Melanoma brain metastasis (MBM) remains lethal with limited treatment efficacy. Meanwhile, the cellular origins and drivers of brain metastasis from melanoma have yet to be defined. Through integrated single-cell/single-nucleus RNA sequencing of 26 melanoma samples, we identified a pre-brain-metastatic tumor subpopulation (MBMATCs, MBM-associated tumor cells) within a conserved malignant cell trajectory (Mela3). MBMATCs exhibited activated pro-metastatic pathways and upregulated neural/adhesion genes ( NRG3 , NCAM1 ), suggesting a cellular origin for brain tropism.

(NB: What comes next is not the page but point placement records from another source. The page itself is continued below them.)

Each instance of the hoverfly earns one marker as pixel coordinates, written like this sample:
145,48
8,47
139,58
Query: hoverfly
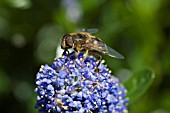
84,41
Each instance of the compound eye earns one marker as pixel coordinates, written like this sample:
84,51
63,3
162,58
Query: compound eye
66,36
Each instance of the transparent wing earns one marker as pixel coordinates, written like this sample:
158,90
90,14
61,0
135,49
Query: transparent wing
91,30
111,52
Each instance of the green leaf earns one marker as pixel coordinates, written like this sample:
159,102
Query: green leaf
138,84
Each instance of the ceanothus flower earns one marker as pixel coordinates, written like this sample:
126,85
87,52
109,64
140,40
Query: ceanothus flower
75,84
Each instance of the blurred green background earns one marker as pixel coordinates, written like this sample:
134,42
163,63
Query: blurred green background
30,31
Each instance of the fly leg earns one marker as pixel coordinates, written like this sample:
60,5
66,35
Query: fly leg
65,52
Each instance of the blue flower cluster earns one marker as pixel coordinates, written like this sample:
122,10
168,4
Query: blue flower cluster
75,84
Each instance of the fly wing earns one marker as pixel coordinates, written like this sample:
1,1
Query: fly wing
111,52
97,45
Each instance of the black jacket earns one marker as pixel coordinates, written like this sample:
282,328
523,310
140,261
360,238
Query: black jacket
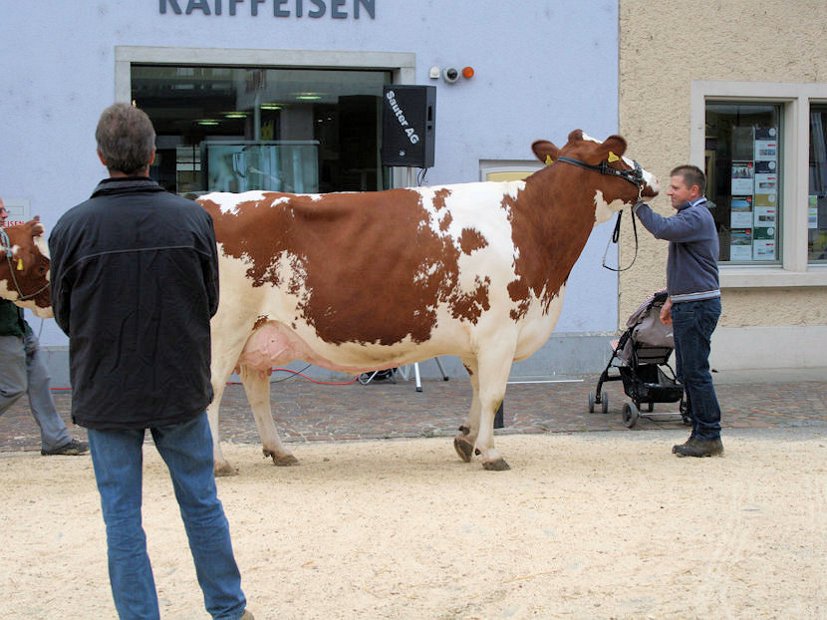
134,284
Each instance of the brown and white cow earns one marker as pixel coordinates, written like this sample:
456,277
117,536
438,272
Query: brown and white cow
24,267
476,270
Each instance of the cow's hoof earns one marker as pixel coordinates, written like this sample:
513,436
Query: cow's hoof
496,465
285,460
222,470
464,448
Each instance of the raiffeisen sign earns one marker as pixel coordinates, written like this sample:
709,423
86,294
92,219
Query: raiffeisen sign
314,9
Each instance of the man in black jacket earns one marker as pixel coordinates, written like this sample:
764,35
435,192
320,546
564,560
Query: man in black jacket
134,284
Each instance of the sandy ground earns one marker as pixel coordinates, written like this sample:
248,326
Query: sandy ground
590,525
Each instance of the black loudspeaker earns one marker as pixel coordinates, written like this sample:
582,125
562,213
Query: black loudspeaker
408,125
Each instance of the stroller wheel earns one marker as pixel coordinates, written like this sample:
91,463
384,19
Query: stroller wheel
630,414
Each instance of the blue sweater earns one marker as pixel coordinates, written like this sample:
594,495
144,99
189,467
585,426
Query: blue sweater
692,266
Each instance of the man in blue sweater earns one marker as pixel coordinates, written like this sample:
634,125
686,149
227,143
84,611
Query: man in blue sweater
694,304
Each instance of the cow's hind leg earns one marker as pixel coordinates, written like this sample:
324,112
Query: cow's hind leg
257,387
494,365
221,467
467,436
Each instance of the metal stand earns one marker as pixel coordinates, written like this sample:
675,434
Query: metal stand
417,378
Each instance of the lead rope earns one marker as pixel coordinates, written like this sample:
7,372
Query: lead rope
615,238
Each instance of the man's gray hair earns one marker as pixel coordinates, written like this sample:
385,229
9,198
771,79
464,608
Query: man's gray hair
125,137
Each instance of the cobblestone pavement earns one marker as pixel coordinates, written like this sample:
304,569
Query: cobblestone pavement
306,411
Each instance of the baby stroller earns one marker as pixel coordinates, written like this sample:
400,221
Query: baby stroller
641,359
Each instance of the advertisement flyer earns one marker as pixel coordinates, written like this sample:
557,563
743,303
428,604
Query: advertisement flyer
742,178
741,245
741,213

MBM ecosystems showed T cell exhaustion (elevated PD-1 , HAVCR2 , LAG3 ) and Treg enrichment. An MBM-Index derived from bulk RNA-seq accurately quantifies MBMATCs abundance, independently predicting poor overall survival in both TCGA-SKCM and validation cohorts. Furthermore, we assessed the clinical relevance of the MBM-Index and uncovered five candidate drugs with potential activity against MBMATCs. This study identifies MBMATCs as brain metastasis associated tumor cells and positions the MBM-Index as a biomarker for early stratification of melanoma patients at high risk of brain metastasis.